Friday, November 18, 2011

thanksgiving!!!!

Can you beilive it? Thanksgiving already!! Here are some recipes that you will "thank" me for !!

Rosemary Roasted Turkey


Ingredients

3/4 cup olive oil
  • 3 tablespoons minced garlic
  • 2 tablespoons chopped fresh rosemary
  • 1 tablespoon chopped fresh basil
  • 1 tablespoon Italian seasoning
  • 1 teaspoon ground black pepper
  • salt to taste
  • 1 (12 pound) whole turkey

Directions

  1. Preheat oven to 325 degrees F (165 degrees C).
  2. In a small bowl, mix the olive oil, garlic, rosemary, basil, Italian seasoning, black pepper and salt. Set aside.
  3. Wash the turkey inside and out; pat dry. Remove any large fat deposits. Loosen the skin from the breast. This is done by slowly working your fingers between the breast and the skin.

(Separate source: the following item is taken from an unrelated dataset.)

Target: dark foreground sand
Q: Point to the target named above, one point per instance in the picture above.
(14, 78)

Work it loose to the end of the drumstick, being careful not to tear the skin.
  4. Using your hand, spread a generous amount of the rosemary mixture under the breast skin and down the thigh and leg. Rub the remainder of the rosemary mixture over the outside of the breast. Use toothpicks to seal skin over any exposed breast meat.
  5. Place the turkey on a rack in a roasting pan. Add about 1/4 inch of water to the bottom of the pan. Roast in the preheated oven 3 to 4 hours, or until the internal temperature of the bird reaches 180 degrees F (80 degrees C).

Spice cake

Ingredients

  • 2 1/2 cups bleached all-purpose flour
  • 1/4 cup cornstarch
  • 4 teaspoons baking powder
  • 1/2 teaspoon salt
  • 2 teaspoons ground ginger
  • 1 teaspoon ground cinnamon
  • 1/2 teaspoon ground nutmeg
  • 1/2 teaspoon ground allspice
  • 1/2 teaspoon ground cloves
  • 1 cup milk
  • 3 large eggs
  • 2 teaspoons vanilla extract
  • 1 cup unsalted butter, softened until easily spreadable
  • 2 cups dark brown sugar

Directions

  1. Adjust oven rack to middle position and heat oven to 350 degrees. Grease and lightly flour a metal or disposable foil 9-by-13-inch pan. Whisk dry ingredients and spices in a large bowl. Mix milk, eggs and vanilla extract in a 2-cup measuring cup.
  2. Beat softened butter into dry ingredients, first on low, then medium, until mixture forms pebble-sized pieces. Add about 1/3 of the milk mixture and beat on low until smooth. Add remaining milk mixture in two stages; beat on medium speed until batter is just smooth. Add the sugar; beat until just incorporated, about 30 seconds. Pour batter into cake pan.
  3. Bake until a cake tester or toothpick inserted into the cake's center comes out clean, about 40 minutes. Set pan on a wire rack; let cool for 5 minutes. Run a knife around the pan perimeter and turn cake onto rack. Let cool.